The interest rates offered by an annuity provider at the time that you purchase your annuity will determine how much you will earn on your investment. The higher the interest rate, the more income you will receive on your investment. In order to obtain the best annuity rates , you will need to compare the different rates offered by different insurance companies.
There are two main types of annuity rates – the deferred annuity rates and the immediate annuity rates. The deferred annuity rates are offered by deferred annuities. Deferred annuities are offered on a long-term basis and are designed to help you to grow your asset thus allowing you to provide continuous income to be used once you entire retirement.
The two main types of deferred annuity include the CD-type deferred annuity and the annually renewable deferred annuity. The difference between these two types of deferred annuities is that the annuity rate provided by the CD-type deferred annuity is valid for the duration of the annuity contract while the annuity rates provided by the annually renewable deferred annuity are renewed yearly based on the discretion of the annuity provider. For example, if a CD-type deferred annuity is valid for ten years, you are guaranteed the stated interest rates for all ten years. With an annually renewable deferred annuity, this is not the case.

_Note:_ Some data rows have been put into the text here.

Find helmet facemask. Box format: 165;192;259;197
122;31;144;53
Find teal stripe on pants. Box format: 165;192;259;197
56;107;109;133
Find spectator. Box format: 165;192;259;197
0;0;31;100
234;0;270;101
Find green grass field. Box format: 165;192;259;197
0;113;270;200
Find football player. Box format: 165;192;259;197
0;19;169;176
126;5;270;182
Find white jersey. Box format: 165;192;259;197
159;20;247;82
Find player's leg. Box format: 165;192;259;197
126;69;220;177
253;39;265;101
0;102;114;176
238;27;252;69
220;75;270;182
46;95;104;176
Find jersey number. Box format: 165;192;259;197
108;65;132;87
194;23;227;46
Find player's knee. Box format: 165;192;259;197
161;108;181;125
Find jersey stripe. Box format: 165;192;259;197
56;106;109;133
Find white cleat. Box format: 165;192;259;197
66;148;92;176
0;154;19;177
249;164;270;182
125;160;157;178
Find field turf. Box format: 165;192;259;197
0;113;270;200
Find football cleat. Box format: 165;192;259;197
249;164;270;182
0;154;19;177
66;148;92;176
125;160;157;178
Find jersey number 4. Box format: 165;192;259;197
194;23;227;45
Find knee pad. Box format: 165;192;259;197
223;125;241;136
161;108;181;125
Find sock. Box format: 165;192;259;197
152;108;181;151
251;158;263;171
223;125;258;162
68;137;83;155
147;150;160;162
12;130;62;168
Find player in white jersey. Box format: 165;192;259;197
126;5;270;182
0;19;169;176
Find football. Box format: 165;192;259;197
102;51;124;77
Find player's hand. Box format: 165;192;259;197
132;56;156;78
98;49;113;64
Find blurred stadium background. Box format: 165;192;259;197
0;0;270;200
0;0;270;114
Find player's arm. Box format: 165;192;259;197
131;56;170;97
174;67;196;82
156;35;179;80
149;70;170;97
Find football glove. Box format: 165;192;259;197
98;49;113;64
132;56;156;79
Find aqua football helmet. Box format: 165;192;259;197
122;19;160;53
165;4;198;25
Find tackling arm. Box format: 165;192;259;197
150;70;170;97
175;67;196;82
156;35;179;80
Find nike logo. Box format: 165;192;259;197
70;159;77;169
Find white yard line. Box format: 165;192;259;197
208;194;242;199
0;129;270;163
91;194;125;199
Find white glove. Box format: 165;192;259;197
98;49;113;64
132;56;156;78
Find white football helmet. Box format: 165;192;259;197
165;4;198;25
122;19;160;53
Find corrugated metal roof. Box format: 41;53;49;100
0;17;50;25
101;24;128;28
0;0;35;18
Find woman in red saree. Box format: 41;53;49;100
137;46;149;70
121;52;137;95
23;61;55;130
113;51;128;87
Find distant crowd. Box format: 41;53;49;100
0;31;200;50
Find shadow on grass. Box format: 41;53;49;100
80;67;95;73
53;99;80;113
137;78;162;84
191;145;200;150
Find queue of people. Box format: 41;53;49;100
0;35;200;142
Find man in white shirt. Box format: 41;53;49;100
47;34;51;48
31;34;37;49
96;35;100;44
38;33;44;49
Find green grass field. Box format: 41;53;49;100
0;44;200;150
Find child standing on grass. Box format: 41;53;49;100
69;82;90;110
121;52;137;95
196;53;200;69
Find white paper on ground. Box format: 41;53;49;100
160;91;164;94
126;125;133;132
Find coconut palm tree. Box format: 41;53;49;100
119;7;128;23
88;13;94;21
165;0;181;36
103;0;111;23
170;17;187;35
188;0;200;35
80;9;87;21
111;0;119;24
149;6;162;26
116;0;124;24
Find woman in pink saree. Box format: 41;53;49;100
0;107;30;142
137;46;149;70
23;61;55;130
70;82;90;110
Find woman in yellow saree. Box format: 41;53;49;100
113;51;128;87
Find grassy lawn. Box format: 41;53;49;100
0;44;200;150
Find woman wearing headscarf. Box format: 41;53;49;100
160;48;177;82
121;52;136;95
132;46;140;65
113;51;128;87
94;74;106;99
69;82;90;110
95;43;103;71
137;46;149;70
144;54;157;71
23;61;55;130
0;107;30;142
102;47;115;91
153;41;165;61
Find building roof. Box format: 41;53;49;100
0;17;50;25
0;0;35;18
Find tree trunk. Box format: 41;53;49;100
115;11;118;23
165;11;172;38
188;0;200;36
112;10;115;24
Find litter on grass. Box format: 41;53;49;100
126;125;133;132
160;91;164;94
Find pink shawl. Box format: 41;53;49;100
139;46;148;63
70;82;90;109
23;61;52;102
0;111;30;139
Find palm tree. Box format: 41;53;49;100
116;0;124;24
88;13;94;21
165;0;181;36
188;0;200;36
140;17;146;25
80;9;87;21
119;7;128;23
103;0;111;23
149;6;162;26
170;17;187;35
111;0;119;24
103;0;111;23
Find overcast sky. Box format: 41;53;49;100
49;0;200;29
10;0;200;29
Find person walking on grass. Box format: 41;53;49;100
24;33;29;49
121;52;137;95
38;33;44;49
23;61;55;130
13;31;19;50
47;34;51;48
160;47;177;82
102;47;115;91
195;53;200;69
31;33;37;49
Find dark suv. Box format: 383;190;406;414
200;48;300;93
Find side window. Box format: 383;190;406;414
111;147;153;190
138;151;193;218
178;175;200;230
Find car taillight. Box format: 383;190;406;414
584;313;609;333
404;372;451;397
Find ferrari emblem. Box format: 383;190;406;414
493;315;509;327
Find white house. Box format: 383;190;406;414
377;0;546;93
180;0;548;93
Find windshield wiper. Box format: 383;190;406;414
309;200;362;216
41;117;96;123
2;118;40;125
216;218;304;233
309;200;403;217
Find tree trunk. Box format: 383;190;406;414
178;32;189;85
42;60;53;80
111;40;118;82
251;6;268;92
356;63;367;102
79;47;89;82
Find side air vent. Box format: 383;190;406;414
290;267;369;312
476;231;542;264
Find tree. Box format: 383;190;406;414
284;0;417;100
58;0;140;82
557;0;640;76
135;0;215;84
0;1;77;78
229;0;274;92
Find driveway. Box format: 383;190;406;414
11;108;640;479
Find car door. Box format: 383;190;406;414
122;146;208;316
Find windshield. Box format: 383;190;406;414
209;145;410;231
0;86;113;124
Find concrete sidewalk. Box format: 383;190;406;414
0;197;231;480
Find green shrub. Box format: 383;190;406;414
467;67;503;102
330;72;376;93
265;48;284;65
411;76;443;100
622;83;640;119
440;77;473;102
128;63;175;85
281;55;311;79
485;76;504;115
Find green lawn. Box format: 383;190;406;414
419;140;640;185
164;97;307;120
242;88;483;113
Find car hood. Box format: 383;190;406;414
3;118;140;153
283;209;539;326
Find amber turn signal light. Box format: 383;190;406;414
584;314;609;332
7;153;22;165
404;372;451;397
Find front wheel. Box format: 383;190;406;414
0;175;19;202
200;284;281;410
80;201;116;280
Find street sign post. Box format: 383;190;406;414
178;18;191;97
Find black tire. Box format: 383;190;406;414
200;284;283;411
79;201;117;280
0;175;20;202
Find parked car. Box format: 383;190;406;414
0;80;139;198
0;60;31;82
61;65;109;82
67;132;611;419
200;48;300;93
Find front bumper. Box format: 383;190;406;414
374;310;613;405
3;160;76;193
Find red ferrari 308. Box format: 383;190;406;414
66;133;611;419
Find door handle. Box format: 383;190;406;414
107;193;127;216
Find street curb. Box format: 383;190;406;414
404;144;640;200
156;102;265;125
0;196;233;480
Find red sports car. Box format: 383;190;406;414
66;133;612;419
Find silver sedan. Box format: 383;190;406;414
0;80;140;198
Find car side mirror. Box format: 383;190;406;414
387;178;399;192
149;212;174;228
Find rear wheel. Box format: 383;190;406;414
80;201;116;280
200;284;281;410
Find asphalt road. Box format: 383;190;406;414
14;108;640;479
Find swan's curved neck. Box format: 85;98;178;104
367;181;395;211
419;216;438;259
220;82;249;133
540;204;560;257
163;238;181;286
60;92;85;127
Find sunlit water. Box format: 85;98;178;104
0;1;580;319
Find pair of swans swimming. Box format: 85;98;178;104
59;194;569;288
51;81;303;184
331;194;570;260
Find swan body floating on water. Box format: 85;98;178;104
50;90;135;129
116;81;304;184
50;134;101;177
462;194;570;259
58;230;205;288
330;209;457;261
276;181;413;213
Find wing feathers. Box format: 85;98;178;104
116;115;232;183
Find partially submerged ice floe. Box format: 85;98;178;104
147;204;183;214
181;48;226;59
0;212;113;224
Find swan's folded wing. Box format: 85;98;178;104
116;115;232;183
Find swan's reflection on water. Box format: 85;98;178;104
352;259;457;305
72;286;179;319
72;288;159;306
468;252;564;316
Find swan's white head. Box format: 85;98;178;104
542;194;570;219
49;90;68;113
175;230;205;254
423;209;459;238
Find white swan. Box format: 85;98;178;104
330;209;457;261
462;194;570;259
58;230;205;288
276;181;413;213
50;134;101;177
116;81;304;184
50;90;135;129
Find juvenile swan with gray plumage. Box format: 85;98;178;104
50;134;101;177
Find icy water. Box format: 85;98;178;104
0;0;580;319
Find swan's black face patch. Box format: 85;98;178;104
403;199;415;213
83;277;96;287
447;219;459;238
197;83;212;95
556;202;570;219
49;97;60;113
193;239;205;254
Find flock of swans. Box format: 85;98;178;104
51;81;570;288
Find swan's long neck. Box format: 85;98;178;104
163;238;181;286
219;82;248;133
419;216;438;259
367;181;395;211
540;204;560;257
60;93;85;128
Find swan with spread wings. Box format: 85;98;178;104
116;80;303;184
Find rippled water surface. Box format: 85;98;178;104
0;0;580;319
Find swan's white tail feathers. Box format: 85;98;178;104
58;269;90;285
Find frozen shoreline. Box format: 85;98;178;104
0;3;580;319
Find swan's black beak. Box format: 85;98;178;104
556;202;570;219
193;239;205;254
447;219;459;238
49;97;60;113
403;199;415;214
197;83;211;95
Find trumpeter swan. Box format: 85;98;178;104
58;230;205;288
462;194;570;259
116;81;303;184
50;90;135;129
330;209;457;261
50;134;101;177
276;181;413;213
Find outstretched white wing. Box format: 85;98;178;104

Deferred annuity rates are different from immediate annuity rates in that immediate annuity rates are influenced by age, payment options, and gender. These factors have no influence on deferred annuity rates. As soon as you deposit your investment, the immediate interest rates go into effect and you start receiving monthly payments based on these rates.
All annuities have their advantages and disadvantages. The single most attractive advantage of annuities is that they provide security by offering the option of steady income. Some other advantages of annuities include protection against market downturns and death benefit of options. Some disadvantages include having to pay administration fees and early withdrawal fees and the income that you receive is taxed as ordinary income. Some annuities are better than others but any form of annuity should be considered in your retirement planning.